Literature DB >> 21328108

Micro-oxygenation of red wine: techniques, applications, and outcomes.

Leigh M Schmidtke1, Andrew C Clark, Geoff R Scollary.   

Abstract

Wine micro-oxygenation (MOX) is the controlled addition of oxygen to wine in a manner designed to ensure that complete mass transfer of molecular oxygen from gaseous to dissolved state occurs. MOX was initially developed to improve the body, structure, and fruitfulness in red wines with high concentrations of tannins and anthocyanins, by replicating the ingress of oxygen thought to arise from barrel maturation, but without the need for putting all wine to barrel. This review describes the operational parameters essential for the effective performance of the micro-oxidation process as well as the chemical and microbiological outcomes. The methodologies for introducing oxygen into the wine, the rates of oxygen addition, and their relationship to oxygen solubility in the wine matrix are examined.
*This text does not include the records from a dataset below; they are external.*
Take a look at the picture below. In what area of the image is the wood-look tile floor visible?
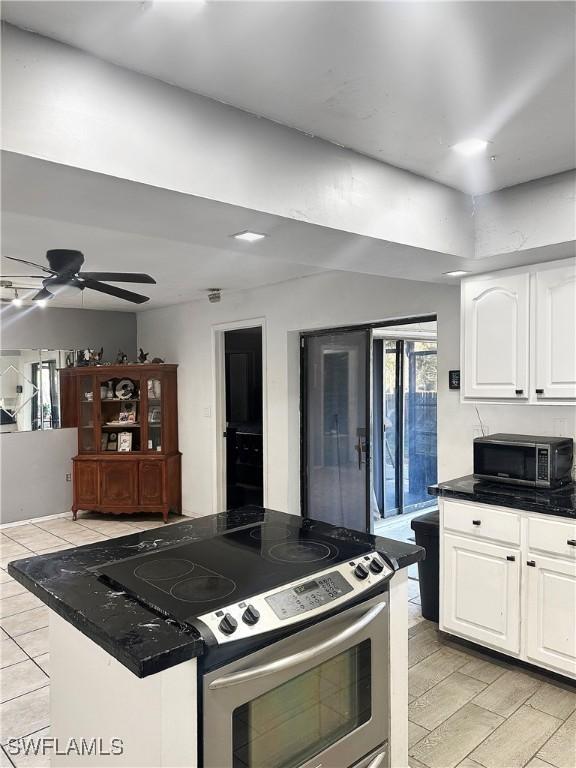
[0,514,576,768]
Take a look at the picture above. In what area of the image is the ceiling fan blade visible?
[78,272,156,285]
[82,277,150,304]
[4,256,57,277]
[32,288,54,301]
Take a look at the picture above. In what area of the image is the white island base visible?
[50,569,408,768]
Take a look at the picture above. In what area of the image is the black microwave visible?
[474,433,574,488]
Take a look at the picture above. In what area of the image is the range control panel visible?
[198,552,393,645]
[265,571,354,619]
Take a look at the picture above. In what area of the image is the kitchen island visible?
[9,507,423,768]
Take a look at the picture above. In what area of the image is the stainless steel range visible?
[99,517,393,768]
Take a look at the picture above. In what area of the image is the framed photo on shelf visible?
[118,432,132,453]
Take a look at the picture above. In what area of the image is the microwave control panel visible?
[536,447,550,480]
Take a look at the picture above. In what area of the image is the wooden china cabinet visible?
[60,364,182,521]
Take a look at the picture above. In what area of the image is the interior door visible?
[301,329,372,531]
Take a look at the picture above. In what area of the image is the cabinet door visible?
[462,273,530,399]
[441,533,520,653]
[139,461,164,506]
[525,556,576,675]
[535,260,576,399]
[74,461,99,509]
[100,461,138,507]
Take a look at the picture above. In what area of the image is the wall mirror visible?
[0,349,74,433]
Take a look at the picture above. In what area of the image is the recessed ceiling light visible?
[232,229,266,243]
[452,139,488,157]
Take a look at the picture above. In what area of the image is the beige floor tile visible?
[0,579,28,600]
[408,629,442,667]
[408,648,466,697]
[526,683,576,720]
[474,670,542,717]
[537,712,576,768]
[34,653,50,677]
[0,637,27,669]
[0,606,49,637]
[410,704,504,768]
[408,672,486,731]
[460,658,506,684]
[0,591,42,619]
[408,721,428,749]
[0,685,50,744]
[0,659,48,703]
[17,626,50,658]
[470,706,562,768]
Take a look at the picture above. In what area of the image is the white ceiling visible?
[0,152,569,311]
[2,0,576,193]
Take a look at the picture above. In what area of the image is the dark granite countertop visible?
[8,507,424,677]
[428,475,576,518]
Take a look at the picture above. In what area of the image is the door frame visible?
[299,312,438,533]
[212,317,268,512]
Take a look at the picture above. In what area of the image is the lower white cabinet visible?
[440,499,576,678]
[524,555,576,675]
[443,533,520,653]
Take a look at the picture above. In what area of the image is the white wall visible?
[2,24,472,256]
[138,272,573,514]
[0,307,137,523]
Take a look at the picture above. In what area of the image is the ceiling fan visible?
[3,248,156,304]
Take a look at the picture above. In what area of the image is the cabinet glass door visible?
[78,376,96,453]
[146,378,164,453]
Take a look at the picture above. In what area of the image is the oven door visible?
[203,593,389,768]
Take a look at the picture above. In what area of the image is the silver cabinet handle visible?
[208,602,386,691]
[367,752,386,768]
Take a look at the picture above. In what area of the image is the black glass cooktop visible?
[97,520,371,622]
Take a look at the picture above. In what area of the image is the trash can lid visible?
[410,509,440,536]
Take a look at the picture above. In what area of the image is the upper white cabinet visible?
[462,259,576,403]
[534,262,576,400]
[463,273,530,398]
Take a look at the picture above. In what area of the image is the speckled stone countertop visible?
[8,507,424,677]
[428,475,576,518]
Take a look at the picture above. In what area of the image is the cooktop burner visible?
[97,517,378,623]
[268,541,338,563]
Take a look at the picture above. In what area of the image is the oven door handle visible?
[208,602,386,691]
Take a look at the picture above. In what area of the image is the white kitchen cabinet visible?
[439,498,576,678]
[534,260,576,400]
[462,272,530,399]
[524,555,576,675]
[442,533,520,653]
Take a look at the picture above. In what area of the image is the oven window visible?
[474,443,536,481]
[232,640,372,768]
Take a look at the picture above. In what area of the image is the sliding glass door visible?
[301,330,372,531]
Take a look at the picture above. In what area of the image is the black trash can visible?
[411,510,440,622]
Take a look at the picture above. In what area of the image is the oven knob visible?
[242,605,260,626]
[370,557,384,573]
[218,613,238,635]
[354,563,370,579]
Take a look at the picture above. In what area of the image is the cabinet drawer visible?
[444,501,520,546]
[528,517,576,559]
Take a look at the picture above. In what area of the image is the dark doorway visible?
[224,328,264,509]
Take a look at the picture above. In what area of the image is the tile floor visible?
[0,514,576,768]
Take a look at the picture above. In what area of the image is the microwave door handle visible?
[208,602,386,691]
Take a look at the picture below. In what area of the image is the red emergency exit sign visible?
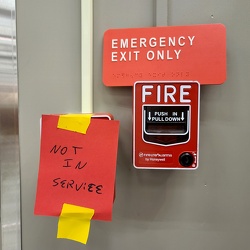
[133,81,200,169]
[103,24,226,86]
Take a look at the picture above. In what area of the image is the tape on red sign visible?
[103,24,226,86]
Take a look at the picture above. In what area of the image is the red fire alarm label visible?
[133,81,200,169]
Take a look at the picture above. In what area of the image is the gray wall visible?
[17,0,250,250]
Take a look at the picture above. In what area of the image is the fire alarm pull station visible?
[133,81,200,169]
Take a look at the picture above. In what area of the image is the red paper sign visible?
[103,24,226,86]
[35,115,119,220]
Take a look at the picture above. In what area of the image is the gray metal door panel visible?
[17,0,250,250]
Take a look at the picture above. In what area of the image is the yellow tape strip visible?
[57,203,95,244]
[57,114,92,134]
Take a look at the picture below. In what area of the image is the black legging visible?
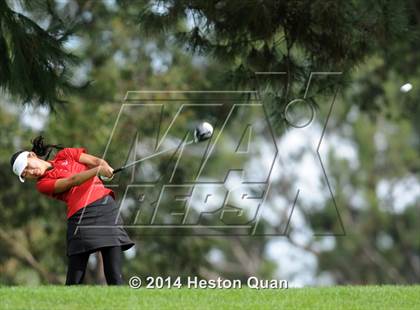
[66,246,124,285]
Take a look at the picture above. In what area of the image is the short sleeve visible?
[56,147,87,161]
[36,178,57,196]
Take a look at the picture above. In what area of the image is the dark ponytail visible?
[31,136,63,160]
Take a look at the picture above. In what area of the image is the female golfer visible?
[10,136,134,285]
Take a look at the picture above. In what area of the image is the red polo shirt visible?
[36,148,115,218]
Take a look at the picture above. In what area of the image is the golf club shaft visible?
[110,140,194,174]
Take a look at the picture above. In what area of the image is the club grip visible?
[113,167,123,174]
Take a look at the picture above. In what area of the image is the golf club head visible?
[194,122,213,143]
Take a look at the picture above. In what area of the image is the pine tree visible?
[0,0,77,109]
[138,0,418,124]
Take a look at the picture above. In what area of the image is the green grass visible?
[0,286,420,310]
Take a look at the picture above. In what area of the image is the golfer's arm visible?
[79,153,108,168]
[54,167,100,194]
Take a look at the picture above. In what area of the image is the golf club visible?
[99,122,213,182]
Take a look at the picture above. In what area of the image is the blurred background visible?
[0,0,420,286]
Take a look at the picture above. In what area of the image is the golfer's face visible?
[22,152,43,180]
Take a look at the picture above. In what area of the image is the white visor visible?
[13,151,29,183]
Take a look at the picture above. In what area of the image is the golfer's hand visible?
[99,164,114,178]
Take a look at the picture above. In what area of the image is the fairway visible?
[0,286,420,309]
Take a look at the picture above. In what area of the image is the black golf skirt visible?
[67,195,134,256]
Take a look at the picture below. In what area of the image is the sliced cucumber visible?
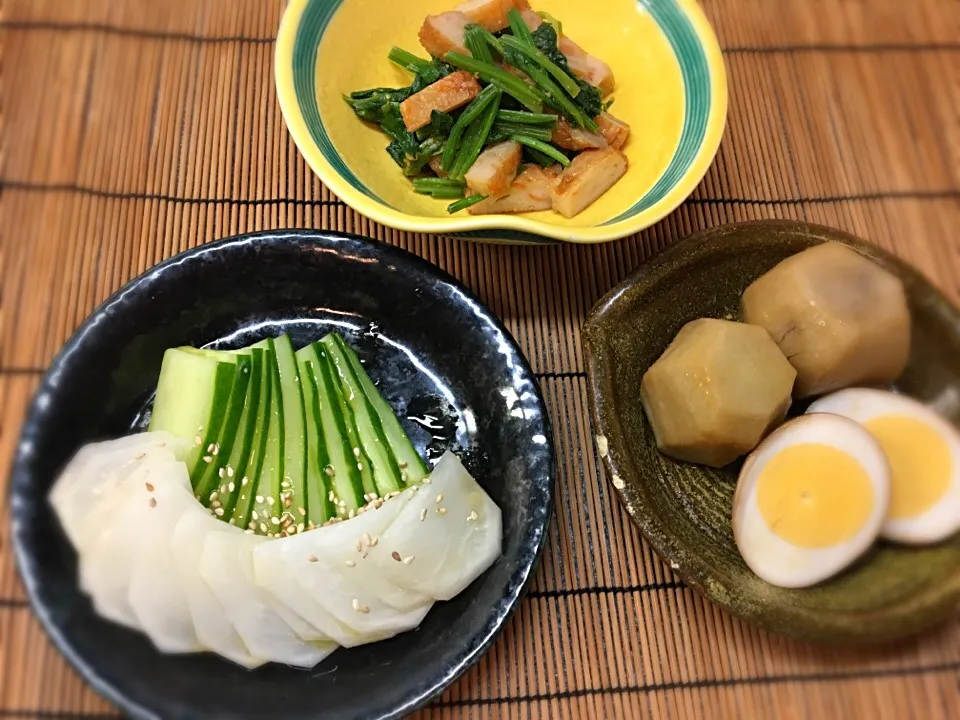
[297,344,367,516]
[193,354,251,500]
[314,343,378,497]
[273,335,307,525]
[230,340,275,530]
[297,353,336,528]
[321,333,430,485]
[150,348,236,479]
[321,335,405,497]
[218,348,265,524]
[250,340,284,534]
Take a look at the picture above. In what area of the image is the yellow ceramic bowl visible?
[276,0,727,243]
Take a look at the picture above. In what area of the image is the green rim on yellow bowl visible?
[276,0,727,242]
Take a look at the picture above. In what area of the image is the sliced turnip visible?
[200,525,337,668]
[50,433,186,549]
[368,452,503,600]
[121,462,203,653]
[170,510,264,669]
[255,491,432,646]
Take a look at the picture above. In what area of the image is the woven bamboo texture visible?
[0,0,960,720]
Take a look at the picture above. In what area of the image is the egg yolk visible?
[757,443,875,548]
[864,415,952,518]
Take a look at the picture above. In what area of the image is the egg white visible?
[733,414,890,588]
[807,388,960,545]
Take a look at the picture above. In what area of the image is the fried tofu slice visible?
[550,147,627,218]
[550,115,607,150]
[420,10,470,58]
[400,70,480,132]
[559,35,615,95]
[595,112,630,150]
[455,0,514,32]
[464,140,523,198]
[467,165,560,215]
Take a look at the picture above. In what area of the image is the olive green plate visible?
[584,221,960,643]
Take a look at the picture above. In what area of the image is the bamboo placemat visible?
[0,0,960,719]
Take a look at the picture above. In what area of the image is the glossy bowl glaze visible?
[11,232,554,720]
[584,221,960,643]
[275,0,727,243]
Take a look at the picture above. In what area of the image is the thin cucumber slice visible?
[273,335,307,525]
[321,335,404,497]
[250,340,285,535]
[193,354,251,500]
[150,348,236,478]
[297,344,365,516]
[230,340,275,530]
[297,353,336,528]
[322,333,430,485]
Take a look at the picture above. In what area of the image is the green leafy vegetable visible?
[447,195,487,215]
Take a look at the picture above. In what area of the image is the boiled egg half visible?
[808,388,960,545]
[733,414,890,588]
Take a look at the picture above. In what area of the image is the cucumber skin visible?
[320,335,404,497]
[300,345,364,515]
[220,348,265,524]
[297,353,337,527]
[149,348,236,483]
[230,343,274,529]
[274,335,307,523]
[321,333,430,485]
[193,355,252,498]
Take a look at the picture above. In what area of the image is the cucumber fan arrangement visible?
[51,334,502,668]
[345,0,630,218]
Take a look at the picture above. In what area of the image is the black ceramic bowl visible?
[11,232,554,720]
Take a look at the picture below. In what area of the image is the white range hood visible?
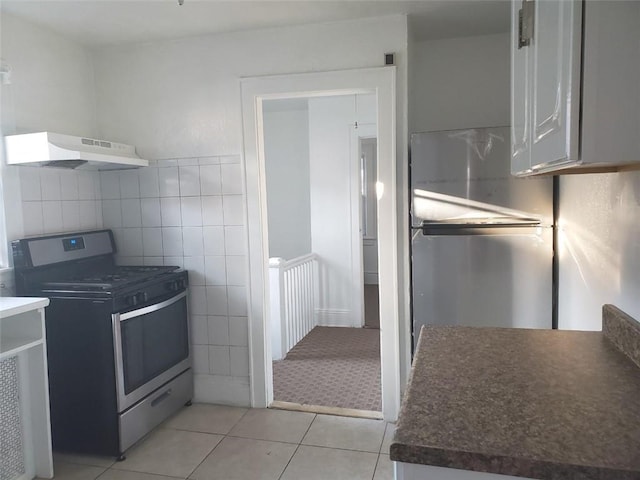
[5,132,149,170]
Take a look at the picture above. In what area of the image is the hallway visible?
[273,327,382,411]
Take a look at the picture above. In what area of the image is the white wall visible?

The review focuses on the techniques used for monitoring the MOX process, including sensory assessment, physicochemical properties, and the critical balance of the rate of oxygen addition in relation to maintaining the sulfur dioxide concentration. The chemistry of oxygen reactivity with wine components, the changes in wine composition that occur as a consequence of MOX, and the potential for wine spoilage if proper monitoring is not adopted are examined. Gaps in existing knowledge are addressed focusing on the limitations associated with the transfer of concepts from research trials in small volume tanks to commercial practice, and the dearth of kinetic data for the various chemical and physical processes that are claimed to occur during MOX.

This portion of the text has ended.